China’s November import volume is 41,877 tons. It is 31,265 tons more than the October import volume. Compared to the same period last year, the November primary import volume was up by 258% YoY.
China’s November aluminum price performed very strongly. It was boosted by speculative funds to the year’s high record of RMB15380 on 14th of November. In the meantime, the LME price also increased by the driven of the high price in China. The Chinese aluminum price was so high that even when we add the relevant tax and import cost, the traders could still gain profits if they import the ingots. The spread between Changjiang and LME was widened to 296 in November. On 8th of November, Changjiang price was RMB812 higher than the LME cash.
Since the arbitrage window was opened, we started seeing the imported ingots in the market. Based on China Custom’s record, the imported ingots were mainly from Australia, Malaysia and Saudi Arabia in November.
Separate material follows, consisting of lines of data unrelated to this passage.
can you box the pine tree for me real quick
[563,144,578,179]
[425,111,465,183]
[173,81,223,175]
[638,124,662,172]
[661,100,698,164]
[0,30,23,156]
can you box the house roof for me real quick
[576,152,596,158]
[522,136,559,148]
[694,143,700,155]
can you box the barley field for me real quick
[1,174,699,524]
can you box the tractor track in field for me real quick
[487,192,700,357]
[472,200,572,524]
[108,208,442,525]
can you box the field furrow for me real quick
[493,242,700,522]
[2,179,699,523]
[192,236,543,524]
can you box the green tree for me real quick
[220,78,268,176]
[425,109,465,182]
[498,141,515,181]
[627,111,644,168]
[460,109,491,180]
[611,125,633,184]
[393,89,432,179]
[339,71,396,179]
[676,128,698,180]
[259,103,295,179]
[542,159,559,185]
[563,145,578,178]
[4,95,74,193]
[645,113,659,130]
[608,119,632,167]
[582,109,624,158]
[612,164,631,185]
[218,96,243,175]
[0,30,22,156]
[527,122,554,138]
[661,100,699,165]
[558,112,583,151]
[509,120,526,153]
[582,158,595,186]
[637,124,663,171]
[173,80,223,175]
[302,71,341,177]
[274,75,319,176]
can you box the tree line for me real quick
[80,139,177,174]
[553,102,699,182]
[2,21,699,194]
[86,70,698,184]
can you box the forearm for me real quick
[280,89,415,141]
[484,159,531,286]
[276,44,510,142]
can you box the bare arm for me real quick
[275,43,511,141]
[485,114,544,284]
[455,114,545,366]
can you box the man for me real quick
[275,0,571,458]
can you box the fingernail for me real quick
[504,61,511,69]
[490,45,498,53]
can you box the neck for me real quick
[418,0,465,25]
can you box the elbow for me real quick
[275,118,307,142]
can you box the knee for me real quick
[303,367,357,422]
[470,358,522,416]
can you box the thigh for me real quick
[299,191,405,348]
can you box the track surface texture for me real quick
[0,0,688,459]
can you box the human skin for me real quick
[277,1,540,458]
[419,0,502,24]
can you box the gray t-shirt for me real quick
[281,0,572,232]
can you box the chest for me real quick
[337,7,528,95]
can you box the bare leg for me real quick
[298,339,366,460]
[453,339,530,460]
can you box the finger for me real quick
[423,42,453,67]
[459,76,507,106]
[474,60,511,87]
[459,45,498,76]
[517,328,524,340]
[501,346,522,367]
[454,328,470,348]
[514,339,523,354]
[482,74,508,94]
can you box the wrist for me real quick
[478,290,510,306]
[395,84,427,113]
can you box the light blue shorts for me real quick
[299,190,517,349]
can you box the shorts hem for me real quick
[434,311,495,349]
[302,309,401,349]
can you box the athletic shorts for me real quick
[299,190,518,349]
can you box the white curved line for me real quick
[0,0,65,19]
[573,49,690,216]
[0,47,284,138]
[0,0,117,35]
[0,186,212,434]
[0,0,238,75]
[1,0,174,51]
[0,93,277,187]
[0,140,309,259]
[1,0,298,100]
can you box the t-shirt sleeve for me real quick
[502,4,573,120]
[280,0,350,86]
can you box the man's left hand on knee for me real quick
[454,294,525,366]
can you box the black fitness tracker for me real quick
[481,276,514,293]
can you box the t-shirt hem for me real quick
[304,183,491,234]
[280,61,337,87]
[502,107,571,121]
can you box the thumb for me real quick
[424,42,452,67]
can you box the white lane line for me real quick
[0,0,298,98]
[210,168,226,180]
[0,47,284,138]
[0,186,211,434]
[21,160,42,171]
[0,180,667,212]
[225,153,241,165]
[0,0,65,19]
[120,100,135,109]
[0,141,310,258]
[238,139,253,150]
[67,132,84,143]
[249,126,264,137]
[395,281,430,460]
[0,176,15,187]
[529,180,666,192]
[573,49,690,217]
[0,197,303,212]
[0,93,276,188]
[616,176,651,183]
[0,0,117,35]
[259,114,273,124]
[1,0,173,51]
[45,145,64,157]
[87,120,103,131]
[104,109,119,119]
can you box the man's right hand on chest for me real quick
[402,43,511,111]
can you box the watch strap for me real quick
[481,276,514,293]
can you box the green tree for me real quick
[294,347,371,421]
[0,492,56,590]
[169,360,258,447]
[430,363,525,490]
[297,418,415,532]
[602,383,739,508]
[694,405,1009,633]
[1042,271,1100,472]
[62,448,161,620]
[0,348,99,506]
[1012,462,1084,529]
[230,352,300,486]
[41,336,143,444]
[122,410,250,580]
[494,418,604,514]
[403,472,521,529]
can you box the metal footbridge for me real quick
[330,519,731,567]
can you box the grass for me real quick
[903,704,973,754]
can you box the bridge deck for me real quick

We also noticed the imported ingots were mainly purchased by the big traders, not the final consumers. The big traders organized the imported ingots to be sold in Shanghai Free Trade Zone. Based on our information, the imported ingots from Glencore was over 10,000 tons in November.
Because of the long shipping time, it will be too risky for final consumers to buy the ingots from overseas. It will take at least one week for China to import ingots from its nearest supplier Korea. It will take at least one month for China to by ingots from other countries. The price can very quickly change in that time.
When Chinese aluminum price started correcting itself in December, we started noticing the LME price still remains stable. The arbitrage window closed in December. The LME price was around RMB1956 higher than the Changjiang price on 20th of December. Other than Guandong province which still have some overseas ingots from the pervious imports, other major market areas have no imported ingots in December.
We will not be surprised to see the China Custom primary import figure will have a big drop in December.
In the meantime, we noticed the continue dropping primary export and the increased semi exports. Plus the large imported primary ingots figure in November, it supported our point that the excess capacity is in downstream, not in primary.